‘Declare your allegiance!’
Ask any World of Warcraft player what their preferred faction is and they will tell you without hesitation. Battle for Azeroth promises to foster faction loyalty further in Blizzard’s MMO by bringing the long-standing feud between the Alliance and the Horde to the forefront once more.
Battle for Azeroth will be a difficult tonal shift for World of Warcraft.
Blizzard have always made it easy to take sides by drawing a distinctive line between the two factions. Each has their own low-level zones and capital cities – complete with unique architecture and mounts. There were even faction-specific classes back in the days of vanilla WoW, with the Alliance getting exclusive access to paladins, while Horde players could choose shamans – it wasn’t until The Burning Crusade that these faction restrictions were scrapped altogether.
What hassustained since 2004 is both the Alliance and the Horde having their own unique races, each having lore and carrying attitudes that compliment their faction: the Orcs are defined by their bloodlust as their battle cry “Lok’tar ogar” – literally “victory or death” – encapsulates. You have also always been able to recognise what side a certain character is on by their appearance – the exception being the Pandaren – but that is about to change.
There is a lot to be excited about with the introduction of Allied Races in Battle for Azeroth, as datamining continues to reveal more of what this will entail, and we figure out which of the playable races remain undiscovered. Two of the new races, which are already available with the pre-order,stand out as potentially upsetting the distinction between the Alliance and the Horde – at least in terms of their appearance.
The Void Elves have joined the Alliance, a race that uses the same character model as the Horde’s Blood Elves, with the only differences being to eye and skin colour, plus a handful of new hairstyles. On the other side, the Horde gets the Nightborne which, while not a reskin, are undeniably similar to the Alliance’s Night Elves. The stance is different but the similarities are unavoidable.
While the decision to have these races join the opposite faction to their counterpart is not likely to have any real impact on current players – there are many reasons for choosing sides – it may feel like a metaphorical slap in the face to those who chose their faction based on race exclusivity.
It is clearly not game-breaking and, arguably, makes sense from a lore perspective, but this is the first time since The Burning Crusade that WoW has taken something as big as a race from one side and handed it over to the other. Seeing what essentially looks like a Night Elf AFK-ing outside of the auction house in Orgrimmar, surrounded by a bunch of Orcs and Trolls, is going to take some getting used to.
Aesthetics aside, there is also the concern of what will happen with Allied races in the long term and the impact this will have on the global Alliance/Horde ratio. While they are currently locked behind various prerequisites, including having an existing level 110 character, will these requirements be lifted in the future?
It would make sense to keep some type of restriction in place. With Humans (Alliance) and Blood Elves (Horde) being the most popular races and coming in almost even in numbers, Blizzard might risk tipping the balance of what is essentially a fairly even faction splitif new players can create Allied Race characters from the get-go.

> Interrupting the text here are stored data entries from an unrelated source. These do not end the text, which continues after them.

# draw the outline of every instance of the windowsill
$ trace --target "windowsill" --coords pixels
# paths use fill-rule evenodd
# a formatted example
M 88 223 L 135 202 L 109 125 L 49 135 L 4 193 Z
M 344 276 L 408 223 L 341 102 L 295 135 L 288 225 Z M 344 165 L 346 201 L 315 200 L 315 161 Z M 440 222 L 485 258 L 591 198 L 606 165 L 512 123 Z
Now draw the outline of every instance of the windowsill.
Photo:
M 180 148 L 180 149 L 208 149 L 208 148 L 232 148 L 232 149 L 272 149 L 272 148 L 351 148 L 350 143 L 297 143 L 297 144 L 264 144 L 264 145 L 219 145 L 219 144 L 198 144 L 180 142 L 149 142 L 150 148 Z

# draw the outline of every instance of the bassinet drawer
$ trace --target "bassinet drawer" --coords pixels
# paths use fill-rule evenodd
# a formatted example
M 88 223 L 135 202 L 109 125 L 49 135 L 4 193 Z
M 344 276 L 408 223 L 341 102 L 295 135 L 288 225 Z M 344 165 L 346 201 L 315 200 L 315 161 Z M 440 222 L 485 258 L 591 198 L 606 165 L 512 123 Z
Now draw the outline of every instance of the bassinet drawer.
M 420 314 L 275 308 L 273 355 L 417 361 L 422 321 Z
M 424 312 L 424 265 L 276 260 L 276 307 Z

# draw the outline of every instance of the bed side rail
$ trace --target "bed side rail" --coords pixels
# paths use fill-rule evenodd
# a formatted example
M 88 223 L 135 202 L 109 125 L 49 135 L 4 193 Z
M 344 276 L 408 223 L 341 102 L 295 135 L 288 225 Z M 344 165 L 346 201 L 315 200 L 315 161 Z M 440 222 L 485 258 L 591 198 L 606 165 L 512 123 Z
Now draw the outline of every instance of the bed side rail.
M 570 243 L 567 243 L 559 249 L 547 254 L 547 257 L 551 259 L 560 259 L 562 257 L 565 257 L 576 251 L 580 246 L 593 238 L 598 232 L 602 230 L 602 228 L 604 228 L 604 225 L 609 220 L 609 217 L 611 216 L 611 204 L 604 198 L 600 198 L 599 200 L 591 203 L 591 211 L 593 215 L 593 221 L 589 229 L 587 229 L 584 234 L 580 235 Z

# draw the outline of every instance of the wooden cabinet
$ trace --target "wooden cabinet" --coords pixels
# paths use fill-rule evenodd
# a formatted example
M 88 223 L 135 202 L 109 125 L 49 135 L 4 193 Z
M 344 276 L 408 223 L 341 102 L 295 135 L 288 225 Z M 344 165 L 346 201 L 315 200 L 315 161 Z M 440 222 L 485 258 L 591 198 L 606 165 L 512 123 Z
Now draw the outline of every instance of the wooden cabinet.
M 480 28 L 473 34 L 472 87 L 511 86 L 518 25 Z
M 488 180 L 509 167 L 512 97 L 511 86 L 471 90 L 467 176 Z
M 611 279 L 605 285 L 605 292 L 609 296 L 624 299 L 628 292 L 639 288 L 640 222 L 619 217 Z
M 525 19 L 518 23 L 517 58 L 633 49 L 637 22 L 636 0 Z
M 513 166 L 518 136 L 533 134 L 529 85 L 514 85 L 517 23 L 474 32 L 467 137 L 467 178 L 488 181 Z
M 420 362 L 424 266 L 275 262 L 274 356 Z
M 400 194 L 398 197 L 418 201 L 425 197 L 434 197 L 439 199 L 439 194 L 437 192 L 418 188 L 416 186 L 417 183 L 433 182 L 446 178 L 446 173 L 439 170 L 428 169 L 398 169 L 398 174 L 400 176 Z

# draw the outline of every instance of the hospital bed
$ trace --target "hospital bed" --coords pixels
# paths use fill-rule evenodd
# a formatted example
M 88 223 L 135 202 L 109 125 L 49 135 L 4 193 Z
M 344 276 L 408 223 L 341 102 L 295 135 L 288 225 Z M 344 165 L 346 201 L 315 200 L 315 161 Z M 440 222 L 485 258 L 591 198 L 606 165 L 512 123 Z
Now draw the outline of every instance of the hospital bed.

Whether you’re drawn to the honour and discipline of the Alliance or the harsher qualities of the Horde, let’s hope that those distinctions remain intact and that the Nightborne and Void Elves aren’t setting a precedent that will see more and more of the faction-specific races crossing over.
As the Battle for Azeroth launch date draws closer and faction rivalry is stirred to an all-time high, now is not the time for World of Warcraft to start blurring the faction boundaries that have been kept crystal clear.